Likewise, the interplay of sexual privilege with other privileges can also be ... complex. As an asexual aromantic, my society has assured me that any relationship I have with anyone will be less meaningful than whatever sexual relationships that person has, and certainly less than their romantic-sexual ones. I shouldn't lead people on to expect something I won't be able to give them (it's very much asexuals' responsibility to manage sexuals' reactions to them which doesn't remind me of anything at all), but I deserve the chance to form meaningful relationships as I understand them, but I don't intend to spend my life feeling abandoned and devastated, either.
There aren't really any resources. We have the online community, which is great, but it's not like there are asexual resource centers or clubs. I could confide in my best friend, but he's largely convinced that, if asexuals exist, I'm not one, my mother doesn't think I should worry about it too much (you'll meet the right person someday!) or "diagnose myself," and I can't talk about it to my psychiatrist because she could diagnose me. These are things that asexuals have to take into account, but that sexuals, by virtue of being sexual, do not have to worry about if they don't want to. That is a privilege.
However, it's also important for asexuals to be aware that many of us do benefit from straight privilege. We aren't straight, and obviously we don't get the whole package, but if people take us for straight and correcting them and explaining and dealing with the fail bingo and all of it is just too much for us today, most of us don't have to. We can choose whether we want to have that conversation or not. If we don't, we can just let ourselves be taken for straight and enjoy the privileges that come from that. This choice is available to many asexuals and bisexuals in a way that isn't for gay and lesbians, and I think it's important to remember that.

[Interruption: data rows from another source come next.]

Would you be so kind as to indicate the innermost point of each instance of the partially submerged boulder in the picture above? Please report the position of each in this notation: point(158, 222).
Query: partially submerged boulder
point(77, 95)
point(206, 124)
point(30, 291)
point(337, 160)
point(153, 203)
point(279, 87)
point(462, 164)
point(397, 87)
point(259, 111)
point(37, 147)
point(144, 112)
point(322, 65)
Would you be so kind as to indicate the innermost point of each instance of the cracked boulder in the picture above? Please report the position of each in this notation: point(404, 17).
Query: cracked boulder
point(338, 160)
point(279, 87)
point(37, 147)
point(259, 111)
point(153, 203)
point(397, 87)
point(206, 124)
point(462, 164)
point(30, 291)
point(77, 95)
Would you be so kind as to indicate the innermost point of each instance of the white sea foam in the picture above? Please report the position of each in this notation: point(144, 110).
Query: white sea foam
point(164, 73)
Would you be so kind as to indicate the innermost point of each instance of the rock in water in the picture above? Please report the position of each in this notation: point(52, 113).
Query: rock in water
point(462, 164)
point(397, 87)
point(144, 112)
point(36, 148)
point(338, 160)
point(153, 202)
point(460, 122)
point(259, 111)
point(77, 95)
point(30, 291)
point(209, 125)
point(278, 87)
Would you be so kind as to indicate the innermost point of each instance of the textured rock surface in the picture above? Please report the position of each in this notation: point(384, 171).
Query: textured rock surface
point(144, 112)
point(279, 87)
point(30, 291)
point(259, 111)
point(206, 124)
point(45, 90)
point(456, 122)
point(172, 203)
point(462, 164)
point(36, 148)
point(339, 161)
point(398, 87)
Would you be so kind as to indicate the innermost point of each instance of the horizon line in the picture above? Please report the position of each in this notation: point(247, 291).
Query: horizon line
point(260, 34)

At the same time, the gender-sexuality binary rewards everyone who fits within it. Straight males obviously benefit the most from it, because of the interplay with male privilege and straight privilege, but everyone who fits in gets a measure of visibility and validation that's denied to everyone who doesn't. The genderqueer, intersexed, bisexual, pansexual, asexual, we're all silently erased from our own cultural narratives, our experiences denied and then dictated to us.
For many asexuals, we exist at a place where these privileges intersect. An asexual can benefit from straight privilege, or be taken for gay and suffer from it. The normalization of the sexual experience erases asexuals; the insistence on binary oppositions compounds it. Elevation of romance as the zenith of human experience grants a veneer of normalcy to romantic asexuals, who don't necessarily have to think about the double-whammy faced by aromantic ones, subhuman twice over. The responsibility of managing sexuals' reactions to asexuals is placed on asexuals, and especially on asexual women. And so on.
Being sexual does not deny other oppressions. It does not prevent you from being underprivileged in some other way. But, like other privileges, sexual privilege gives you the choice to not concern yourself about real, systematic oppressions faced by people who aren't you. Society privileges your interests, grants you arbitrary advantages, and tells you -- and everyone else -- that what you are is normal and fundamental to being human. This is what privilege means.